SQL Server Data Transformation Services (DTS) Best Practices

Contents: Some  very good best practises on using DTS in SQL Server 2000 and 7.0 (2005: SSIS!)

DTS Package Naming Conventions:

<Module>: <Package Function>: <Optional Part Number>
For example:
Coupon Allocation: Process Coupons
Coupon Allocation: Allocate Coupons
Coupon Allocation: Publish Coupons: Part 1
Coupon Allocation: Publish Coupons: Part 2

This makes it a lot easier locating DTS packages in SQL server (remember these are stored centrally for all databases.

 Troubleshooting DTS Packages:

  • To configure logging for your package, right click on the package in DTS Designer, select ‘Package Properties’. Go to ‘Logging’ tab. In this tab, specify the error file, as well as the SQL Server to which you want to log the package execution. When logging to SQL Server, the information will be logged into sysdtspackagelog and sysdtssteplog tables in the msdb database. 

  • Logging to tables is especially useful, if you want to generate statistics like ‘on an average, how much time each step is taking to complete, in your critical DTS package’. 

DTS is a client side application!

DTS is a client side application. DTS package when scheduled using SQL Agent as a job, it runs on the server. When you run the package interactively, then the package runs on the local machine. That is, you connect to a remote SQL Server using Enterprise Manager on workstation, the DTS packages you run will run on your workstation. This will result in slower package execution as the data flows over the network, between your local machine and the server.

Performance of DTS Packages:

  • For importing text files into SQL Server tables, use the built-in ‘Bulk Insert Task’, instead of the usual ‘Transform Data Task’. However – not that  you cannot perform data transformations with Bulk Insert task.

  • Parallelize your tasks to improve performance of your DTS Package. That is, if you have two tasks that are independent of each other, then run them in parallel, instead of running them serially (Make sure all the steps involved in the parallel processing are configured to use their own connections).

  • Similarly, if you have a module that makes use of multiple DTS packages, identify those packages, that can run in parallel, independent of each other. Using the ‘Execute Package’ task, you can even pass data from one package to another using inner package global variables and outer package global variables.

  • When using ‘Transform Data Task’ to transfer tables from source to destination, try to use a single transformation for all columns, instead of using an individual transformation for each column. I personally tested this and found the single transformation to be much faster:

Transform Data Task with Multiple TransformationsTransform Data Task with Single Transformation

  • To achieve high speed data loads, consider removing indexes, constraints, triggers on the target table. You could temporarily remove/disable these objects and re-enable them after the data load.
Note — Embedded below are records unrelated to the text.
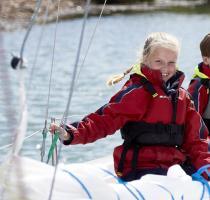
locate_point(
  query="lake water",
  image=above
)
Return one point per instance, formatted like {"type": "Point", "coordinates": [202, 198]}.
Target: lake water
{"type": "Point", "coordinates": [115, 47]}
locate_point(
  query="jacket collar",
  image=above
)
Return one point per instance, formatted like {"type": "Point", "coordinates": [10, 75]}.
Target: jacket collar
{"type": "Point", "coordinates": [202, 71]}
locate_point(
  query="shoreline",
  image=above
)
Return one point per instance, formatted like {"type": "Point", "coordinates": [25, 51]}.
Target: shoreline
{"type": "Point", "coordinates": [18, 15]}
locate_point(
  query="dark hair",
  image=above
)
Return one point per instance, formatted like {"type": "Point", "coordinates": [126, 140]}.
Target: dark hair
{"type": "Point", "coordinates": [205, 46]}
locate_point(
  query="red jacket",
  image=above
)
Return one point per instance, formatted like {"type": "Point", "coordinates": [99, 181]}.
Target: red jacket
{"type": "Point", "coordinates": [199, 92]}
{"type": "Point", "coordinates": [134, 103]}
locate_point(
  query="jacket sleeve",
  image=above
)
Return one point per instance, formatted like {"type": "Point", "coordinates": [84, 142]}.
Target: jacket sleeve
{"type": "Point", "coordinates": [130, 103]}
{"type": "Point", "coordinates": [196, 142]}
{"type": "Point", "coordinates": [199, 95]}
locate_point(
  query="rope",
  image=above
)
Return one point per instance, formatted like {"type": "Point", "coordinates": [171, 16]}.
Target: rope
{"type": "Point", "coordinates": [71, 91]}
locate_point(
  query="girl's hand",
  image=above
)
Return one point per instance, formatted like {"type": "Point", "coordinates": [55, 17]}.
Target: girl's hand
{"type": "Point", "coordinates": [63, 134]}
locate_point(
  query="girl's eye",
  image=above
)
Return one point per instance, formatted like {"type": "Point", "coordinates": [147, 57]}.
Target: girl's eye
{"type": "Point", "coordinates": [172, 63]}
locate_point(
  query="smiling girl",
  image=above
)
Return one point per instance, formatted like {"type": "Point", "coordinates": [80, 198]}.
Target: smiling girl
{"type": "Point", "coordinates": [158, 123]}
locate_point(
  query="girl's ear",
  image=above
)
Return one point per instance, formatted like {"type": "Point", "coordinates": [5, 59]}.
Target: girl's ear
{"type": "Point", "coordinates": [205, 60]}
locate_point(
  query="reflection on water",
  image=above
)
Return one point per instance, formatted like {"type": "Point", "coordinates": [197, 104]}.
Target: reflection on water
{"type": "Point", "coordinates": [115, 47]}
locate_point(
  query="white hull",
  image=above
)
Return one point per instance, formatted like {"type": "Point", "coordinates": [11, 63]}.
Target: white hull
{"type": "Point", "coordinates": [27, 179]}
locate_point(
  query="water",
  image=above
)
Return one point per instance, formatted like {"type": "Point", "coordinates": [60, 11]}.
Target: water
{"type": "Point", "coordinates": [115, 47]}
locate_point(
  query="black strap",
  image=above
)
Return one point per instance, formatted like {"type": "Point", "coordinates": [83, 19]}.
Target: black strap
{"type": "Point", "coordinates": [135, 157]}
{"type": "Point", "coordinates": [148, 86]}
{"type": "Point", "coordinates": [205, 82]}
{"type": "Point", "coordinates": [174, 100]}
{"type": "Point", "coordinates": [126, 147]}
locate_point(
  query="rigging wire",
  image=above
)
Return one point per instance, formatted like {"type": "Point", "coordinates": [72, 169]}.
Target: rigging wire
{"type": "Point", "coordinates": [18, 61]}
{"type": "Point", "coordinates": [20, 132]}
{"type": "Point", "coordinates": [72, 83]}
{"type": "Point", "coordinates": [44, 132]}
{"type": "Point", "coordinates": [91, 39]}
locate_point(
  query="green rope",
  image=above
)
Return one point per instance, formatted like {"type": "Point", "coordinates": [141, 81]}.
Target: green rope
{"type": "Point", "coordinates": [53, 145]}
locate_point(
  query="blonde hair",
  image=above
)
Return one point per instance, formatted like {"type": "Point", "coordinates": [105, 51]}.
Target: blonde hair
{"type": "Point", "coordinates": [153, 41]}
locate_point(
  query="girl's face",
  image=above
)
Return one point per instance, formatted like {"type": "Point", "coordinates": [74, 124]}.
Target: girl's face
{"type": "Point", "coordinates": [206, 60]}
{"type": "Point", "coordinates": [163, 59]}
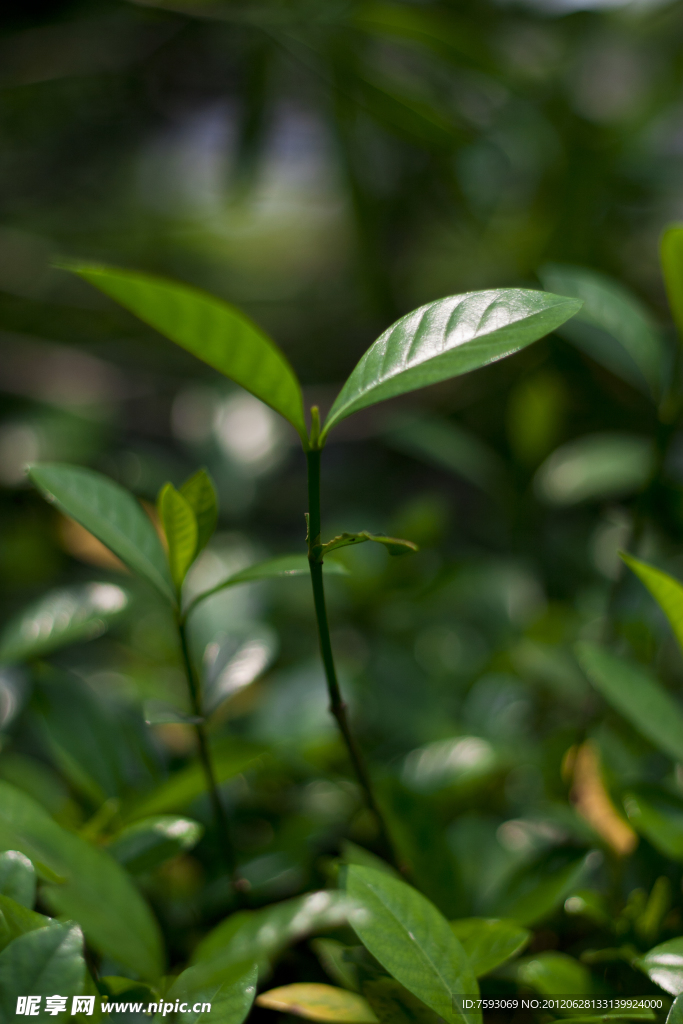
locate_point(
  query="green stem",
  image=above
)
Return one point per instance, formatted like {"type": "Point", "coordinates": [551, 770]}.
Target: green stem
{"type": "Point", "coordinates": [337, 706]}
{"type": "Point", "coordinates": [220, 817]}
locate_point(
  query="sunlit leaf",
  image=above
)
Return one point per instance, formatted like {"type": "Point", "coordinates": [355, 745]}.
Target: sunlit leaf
{"type": "Point", "coordinates": [489, 942]}
{"type": "Point", "coordinates": [446, 338]}
{"type": "Point", "coordinates": [411, 939]}
{"type": "Point", "coordinates": [110, 512]}
{"type": "Point", "coordinates": [667, 591]}
{"type": "Point", "coordinates": [214, 331]}
{"type": "Point", "coordinates": [180, 527]}
{"type": "Point", "coordinates": [200, 494]}
{"type": "Point", "coordinates": [318, 1003]}
{"type": "Point", "coordinates": [637, 695]}
{"type": "Point", "coordinates": [612, 326]}
{"type": "Point", "coordinates": [595, 467]}
{"type": "Point", "coordinates": [95, 892]}
{"type": "Point", "coordinates": [59, 619]}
  • I’ve seen developers processing the text file line by line, using ActiveX scripting. This is a very bad thing to do.  A better approach would be to create a table in SQL Server, and load the complete file into this table quickly, using ‘Bulk Insert’ task. Now this table will serve as a staging table. Once the data is in the table, just use simple SELECT queries to extract different rows into different tables. If you have to use code programs written in languages like C perform file I/O operations much faster, compared to ActiveX scripting.
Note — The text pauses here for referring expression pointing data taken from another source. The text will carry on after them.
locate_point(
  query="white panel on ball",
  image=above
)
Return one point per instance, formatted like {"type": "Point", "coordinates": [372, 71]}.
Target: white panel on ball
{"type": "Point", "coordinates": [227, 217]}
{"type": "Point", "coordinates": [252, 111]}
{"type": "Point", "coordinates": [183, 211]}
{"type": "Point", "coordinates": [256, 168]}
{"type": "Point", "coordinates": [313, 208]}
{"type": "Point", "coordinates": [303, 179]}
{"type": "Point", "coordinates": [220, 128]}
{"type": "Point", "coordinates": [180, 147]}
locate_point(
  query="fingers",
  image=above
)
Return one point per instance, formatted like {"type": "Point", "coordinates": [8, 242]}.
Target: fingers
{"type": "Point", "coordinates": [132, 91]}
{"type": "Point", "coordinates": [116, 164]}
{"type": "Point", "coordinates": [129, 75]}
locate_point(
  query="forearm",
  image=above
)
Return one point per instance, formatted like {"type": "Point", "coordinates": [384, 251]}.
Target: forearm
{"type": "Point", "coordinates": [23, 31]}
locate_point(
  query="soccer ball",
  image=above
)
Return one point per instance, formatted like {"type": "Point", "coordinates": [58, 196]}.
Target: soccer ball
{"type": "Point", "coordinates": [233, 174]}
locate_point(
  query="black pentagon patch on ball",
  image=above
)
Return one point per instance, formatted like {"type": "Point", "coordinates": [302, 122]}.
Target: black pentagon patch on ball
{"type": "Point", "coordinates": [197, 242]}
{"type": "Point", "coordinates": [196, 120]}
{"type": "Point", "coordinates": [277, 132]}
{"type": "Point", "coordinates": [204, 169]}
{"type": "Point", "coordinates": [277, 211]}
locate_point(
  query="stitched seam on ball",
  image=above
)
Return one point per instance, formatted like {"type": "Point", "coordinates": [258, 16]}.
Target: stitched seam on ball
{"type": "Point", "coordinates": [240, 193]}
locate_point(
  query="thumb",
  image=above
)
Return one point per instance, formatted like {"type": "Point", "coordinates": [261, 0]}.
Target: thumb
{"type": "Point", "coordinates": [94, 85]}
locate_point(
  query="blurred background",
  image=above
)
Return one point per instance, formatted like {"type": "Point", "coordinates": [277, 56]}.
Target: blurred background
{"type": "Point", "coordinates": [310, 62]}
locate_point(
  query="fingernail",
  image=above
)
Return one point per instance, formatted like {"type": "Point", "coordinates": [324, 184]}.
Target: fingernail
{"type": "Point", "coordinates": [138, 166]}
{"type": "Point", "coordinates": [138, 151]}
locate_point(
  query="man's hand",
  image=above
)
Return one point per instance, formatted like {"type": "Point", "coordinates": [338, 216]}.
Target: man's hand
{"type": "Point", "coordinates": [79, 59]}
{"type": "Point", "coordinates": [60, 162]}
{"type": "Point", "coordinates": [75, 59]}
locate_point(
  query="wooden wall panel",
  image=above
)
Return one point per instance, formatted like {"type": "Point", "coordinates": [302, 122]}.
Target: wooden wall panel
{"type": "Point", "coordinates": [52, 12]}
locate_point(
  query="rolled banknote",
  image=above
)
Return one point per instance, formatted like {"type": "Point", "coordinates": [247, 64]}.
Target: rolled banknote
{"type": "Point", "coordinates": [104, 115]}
  • ‘Data Driven Query Task’ (DDQ) is not always a solution for processing/applying changes between two tables. Try to stay away from DDQs, if you can, as they tend to be very slow, because they handle one row at a time.

Log File Size problems during DTS

  • It is common to end up with huge transaction log growth (possible out of log space errors) when performing huge update or delete operations from ‘Execute SQL Task’. To overcome this problem, consider batched updates or deletes. That is, instead of updating all the rows at once, update chunks of rows, and clear the transaction log after processing each chunk. Batched operations also help minimize locking.

Side-note – always use ISNULL when comparing values in nullable columns!

If you have NULLable columns, you must use COALESCE or ISNULL function to convert the NULL to some comparable value, before you can compare a NULL and non-NULL value.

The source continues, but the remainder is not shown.